Interaction of GAPR-1 with lipid bilayers is regulated by alternative homodimerization

Golgi-Associated Plant Pathogenesis-Related protein 1 (GAPR-1) is a mammalian protein that belongs to the superfamily of plant pathogenesis related proteins group 1 (PR-1). GAPR-1 is a peripheral membrane-binding protein that strongly associates with lipid-enriched microdomains at the cytosolic leaflet of Golgi membranes. Little is known about the mechanism of GAPR‐1 interaction with membranes. We previously suggested that dimerization plays a role in the function of GAPR‐1 and here we report that phytic acid (inositol hexakisphosphate) induces dimerization of GAPR‐1 in solution. Elucidation of the crystal structure of GAPR‐1 in the presence of phytic acid revealed that the GAPR‐1 dimer differs from the previously published GAPR‐1 dimer structure. In this structure, one of the monomeric subunits of the crystallographic dimer is rotated by 28.5°. To study the GAPR‐1 dimerization properties, we investigated the interaction with liposomes in a light scattering assay and by flow cytometry. In the presence of negatively charged lipids, GAPR‐1 caused a rapid and stable tethering of liposomes. [D81K]GAPR‐1, a mutant predicted to stabilize the IP6‐induced dimer conformation, also caused tethering of liposomes. [A68K]GAPR‐1 however, a mutant predicted to stabilize the non‐rotated dimer conformation, is capable of binding to liposomes but did not cause liposome tethering.
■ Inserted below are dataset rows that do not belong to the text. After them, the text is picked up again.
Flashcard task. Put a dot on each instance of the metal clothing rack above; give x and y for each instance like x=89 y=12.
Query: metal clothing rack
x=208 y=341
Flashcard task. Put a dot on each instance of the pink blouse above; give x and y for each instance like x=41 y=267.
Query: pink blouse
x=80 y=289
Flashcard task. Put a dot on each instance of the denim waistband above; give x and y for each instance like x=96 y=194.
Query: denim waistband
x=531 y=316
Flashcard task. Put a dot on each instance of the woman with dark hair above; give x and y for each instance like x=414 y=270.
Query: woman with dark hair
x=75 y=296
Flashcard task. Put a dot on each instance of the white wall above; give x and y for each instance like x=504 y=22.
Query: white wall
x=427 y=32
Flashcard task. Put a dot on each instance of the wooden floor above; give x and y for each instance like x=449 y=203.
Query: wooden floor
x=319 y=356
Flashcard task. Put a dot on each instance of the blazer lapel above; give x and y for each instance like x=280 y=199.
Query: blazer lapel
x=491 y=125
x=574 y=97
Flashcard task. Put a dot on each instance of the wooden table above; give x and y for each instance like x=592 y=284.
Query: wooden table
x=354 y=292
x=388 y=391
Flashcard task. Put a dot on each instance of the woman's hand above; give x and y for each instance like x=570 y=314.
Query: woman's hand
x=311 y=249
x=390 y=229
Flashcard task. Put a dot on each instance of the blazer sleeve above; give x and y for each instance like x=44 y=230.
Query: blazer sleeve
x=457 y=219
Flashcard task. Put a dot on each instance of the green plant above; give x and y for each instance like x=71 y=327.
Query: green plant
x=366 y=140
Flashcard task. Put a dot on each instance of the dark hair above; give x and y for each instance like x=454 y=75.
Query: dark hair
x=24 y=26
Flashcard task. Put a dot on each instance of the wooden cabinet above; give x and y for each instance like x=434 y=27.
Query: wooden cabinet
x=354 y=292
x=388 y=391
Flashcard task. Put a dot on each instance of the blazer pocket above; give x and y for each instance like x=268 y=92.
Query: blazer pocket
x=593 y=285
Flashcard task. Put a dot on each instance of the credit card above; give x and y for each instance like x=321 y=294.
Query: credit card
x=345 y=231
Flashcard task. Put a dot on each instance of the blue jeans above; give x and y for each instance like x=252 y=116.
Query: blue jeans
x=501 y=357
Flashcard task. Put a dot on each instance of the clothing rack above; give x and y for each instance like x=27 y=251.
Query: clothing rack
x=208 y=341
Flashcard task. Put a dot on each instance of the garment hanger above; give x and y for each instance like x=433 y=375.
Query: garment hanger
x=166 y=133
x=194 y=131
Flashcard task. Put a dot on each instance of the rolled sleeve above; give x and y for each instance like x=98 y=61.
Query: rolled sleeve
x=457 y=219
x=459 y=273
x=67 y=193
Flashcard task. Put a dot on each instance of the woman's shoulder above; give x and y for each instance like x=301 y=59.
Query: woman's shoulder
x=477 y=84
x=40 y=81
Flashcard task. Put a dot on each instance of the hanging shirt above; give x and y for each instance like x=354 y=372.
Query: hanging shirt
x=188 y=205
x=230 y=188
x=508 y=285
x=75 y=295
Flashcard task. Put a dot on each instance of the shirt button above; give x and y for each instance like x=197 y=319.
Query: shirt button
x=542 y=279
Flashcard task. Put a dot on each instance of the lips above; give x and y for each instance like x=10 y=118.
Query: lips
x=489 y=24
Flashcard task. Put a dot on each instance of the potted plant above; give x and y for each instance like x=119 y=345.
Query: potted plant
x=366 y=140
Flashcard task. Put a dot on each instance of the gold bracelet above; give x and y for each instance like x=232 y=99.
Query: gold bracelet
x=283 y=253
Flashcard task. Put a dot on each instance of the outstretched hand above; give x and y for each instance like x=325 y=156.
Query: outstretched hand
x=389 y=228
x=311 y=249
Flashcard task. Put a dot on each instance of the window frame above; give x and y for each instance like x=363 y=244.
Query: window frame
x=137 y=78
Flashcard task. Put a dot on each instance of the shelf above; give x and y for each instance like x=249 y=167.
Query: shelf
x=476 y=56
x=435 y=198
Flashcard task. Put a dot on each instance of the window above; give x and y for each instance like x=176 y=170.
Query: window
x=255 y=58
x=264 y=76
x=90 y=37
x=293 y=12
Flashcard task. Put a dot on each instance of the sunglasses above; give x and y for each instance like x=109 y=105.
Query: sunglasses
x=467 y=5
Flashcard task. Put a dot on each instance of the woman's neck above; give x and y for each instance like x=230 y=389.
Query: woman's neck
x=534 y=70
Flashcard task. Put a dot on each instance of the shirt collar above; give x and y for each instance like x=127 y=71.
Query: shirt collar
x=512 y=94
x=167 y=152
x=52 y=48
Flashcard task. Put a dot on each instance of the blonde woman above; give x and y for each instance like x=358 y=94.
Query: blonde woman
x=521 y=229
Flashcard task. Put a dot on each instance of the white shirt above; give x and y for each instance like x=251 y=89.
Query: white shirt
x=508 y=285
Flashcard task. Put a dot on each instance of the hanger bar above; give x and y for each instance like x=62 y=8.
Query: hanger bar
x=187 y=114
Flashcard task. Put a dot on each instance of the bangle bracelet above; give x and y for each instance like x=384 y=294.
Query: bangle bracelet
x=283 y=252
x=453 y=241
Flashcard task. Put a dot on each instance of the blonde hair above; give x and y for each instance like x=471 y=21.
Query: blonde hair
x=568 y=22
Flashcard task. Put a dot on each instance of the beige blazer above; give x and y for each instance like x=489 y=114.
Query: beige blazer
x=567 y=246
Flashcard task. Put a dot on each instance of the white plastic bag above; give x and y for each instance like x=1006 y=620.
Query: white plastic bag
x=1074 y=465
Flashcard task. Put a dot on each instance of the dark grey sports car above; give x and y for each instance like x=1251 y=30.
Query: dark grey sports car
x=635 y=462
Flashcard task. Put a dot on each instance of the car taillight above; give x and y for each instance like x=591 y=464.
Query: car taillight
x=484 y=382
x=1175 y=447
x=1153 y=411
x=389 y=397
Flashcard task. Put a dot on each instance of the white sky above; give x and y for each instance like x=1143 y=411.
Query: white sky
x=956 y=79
Our combined data suggest that the charge properties of the lipid bilayer can regulate GAPR‐1 dynamics as a potential mechanism to modulate GAPR‐1 function.

► Phytic acid induces dimerization of GAPR-1 in solution.
► The GAPR-1 dimer crystal structure in the presence of IP6 reveals a rotation of the monomers.
► Negatively charged lipids cause a rapid and stable tethering of liposomes by GAPR-1.